Dozens of major websites affected by massive global outage

Publish Date
Tue, 8 Jun 2021, 10:34PM

Numerous websites went offline Wednesday night after an apparent widespread outage at the cloud service company Fastly.

Dozens of high-traffic websites including the New York Times, CNN, Twitch, Reddit, and the U.K. government's home page, could not be reached.

Locally, TradeMe, RNZ and TVNZ were affected by the issue.

San Francisco-based Fastly acknowledged a problem just before 1000 GMT. It said in repeated updates on its website that it was "continuing to investigate the issue."

About an hour later, the company said: "The issue has been identified and a fix has been applied. Customers may experience increased origin load as global services return."

A number of sites that were hit early appeared to be coming back online.

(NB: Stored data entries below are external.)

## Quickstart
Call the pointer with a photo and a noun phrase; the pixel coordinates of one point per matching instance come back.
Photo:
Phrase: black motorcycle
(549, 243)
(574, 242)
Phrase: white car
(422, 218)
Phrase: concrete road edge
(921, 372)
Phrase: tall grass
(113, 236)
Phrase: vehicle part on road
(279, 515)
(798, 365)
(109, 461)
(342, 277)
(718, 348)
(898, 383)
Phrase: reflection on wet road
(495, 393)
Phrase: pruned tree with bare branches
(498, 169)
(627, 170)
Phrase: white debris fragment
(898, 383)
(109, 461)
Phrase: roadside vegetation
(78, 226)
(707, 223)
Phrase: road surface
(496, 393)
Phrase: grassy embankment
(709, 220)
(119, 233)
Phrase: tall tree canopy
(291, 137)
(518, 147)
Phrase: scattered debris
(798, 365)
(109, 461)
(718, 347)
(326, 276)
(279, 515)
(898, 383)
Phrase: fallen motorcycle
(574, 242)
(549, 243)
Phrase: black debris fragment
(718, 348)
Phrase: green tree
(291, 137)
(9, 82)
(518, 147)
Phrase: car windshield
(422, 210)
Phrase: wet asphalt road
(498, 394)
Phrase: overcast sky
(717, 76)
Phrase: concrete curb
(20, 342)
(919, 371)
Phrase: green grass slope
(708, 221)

Some visitors trying to access CNN.com got a message that said: "Fastly error: unknown domain: cnn.com." Attempts to access the Financial Times website turned up a similar message while visits to the New York Times and U.K. government's gov.uk site returned an "Error 503 Service Unavailable" message, along with the line "Varnish cache server," which is a technology that Fastly is built on.

Other sites hit included Amazon, Spotify, Pinterest, alongside multiple Australian news sites.

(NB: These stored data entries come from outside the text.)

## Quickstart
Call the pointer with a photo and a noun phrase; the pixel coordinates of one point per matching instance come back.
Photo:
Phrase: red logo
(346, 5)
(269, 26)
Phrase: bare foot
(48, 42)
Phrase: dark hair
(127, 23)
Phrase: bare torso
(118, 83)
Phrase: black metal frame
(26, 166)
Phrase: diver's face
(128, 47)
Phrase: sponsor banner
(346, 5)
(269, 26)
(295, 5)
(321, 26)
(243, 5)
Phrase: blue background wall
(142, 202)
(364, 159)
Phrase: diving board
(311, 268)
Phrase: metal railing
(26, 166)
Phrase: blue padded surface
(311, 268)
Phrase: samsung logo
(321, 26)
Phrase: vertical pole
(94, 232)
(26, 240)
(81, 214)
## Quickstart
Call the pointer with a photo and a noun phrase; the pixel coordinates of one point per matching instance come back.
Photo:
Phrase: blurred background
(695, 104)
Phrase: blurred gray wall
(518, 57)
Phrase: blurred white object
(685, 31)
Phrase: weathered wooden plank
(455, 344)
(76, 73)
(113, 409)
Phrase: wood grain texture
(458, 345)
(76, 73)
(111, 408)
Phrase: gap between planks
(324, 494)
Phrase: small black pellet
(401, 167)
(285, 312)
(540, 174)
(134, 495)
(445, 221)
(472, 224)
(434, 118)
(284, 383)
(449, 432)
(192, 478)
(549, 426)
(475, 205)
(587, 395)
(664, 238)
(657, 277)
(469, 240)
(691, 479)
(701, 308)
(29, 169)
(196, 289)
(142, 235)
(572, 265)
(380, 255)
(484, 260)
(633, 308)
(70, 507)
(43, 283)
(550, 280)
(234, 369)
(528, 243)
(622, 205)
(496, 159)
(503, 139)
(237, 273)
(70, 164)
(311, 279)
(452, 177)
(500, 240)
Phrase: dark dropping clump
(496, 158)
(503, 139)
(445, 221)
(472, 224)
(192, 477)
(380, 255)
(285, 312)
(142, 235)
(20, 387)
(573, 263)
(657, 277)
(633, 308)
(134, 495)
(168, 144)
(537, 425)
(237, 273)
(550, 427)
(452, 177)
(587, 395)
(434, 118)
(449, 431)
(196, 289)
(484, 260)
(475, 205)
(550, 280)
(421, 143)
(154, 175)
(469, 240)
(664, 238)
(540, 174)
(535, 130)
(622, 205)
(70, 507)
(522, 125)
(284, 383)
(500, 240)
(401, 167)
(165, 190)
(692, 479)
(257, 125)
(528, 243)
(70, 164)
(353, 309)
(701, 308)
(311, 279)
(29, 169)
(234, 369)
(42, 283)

Fastly describes itself as an "edge cloud platform." It provides vital behind-the-scenes cloud computing services to many of the web's high profile sites, by helping them them to store, or "cache," content in servers around the world so that it's closer to users.

A CDN is a content delivery network that caches data in localised regional servers, allowing websites to serve content faster.

"Only a handful of CDNs are capable of managing the traffic requirements of big sites, which means a lot of responsibility lies at the hands of very few centralised server networks," reported the 9to5Mac technical website.

Ironically, Fastly's website is still operational.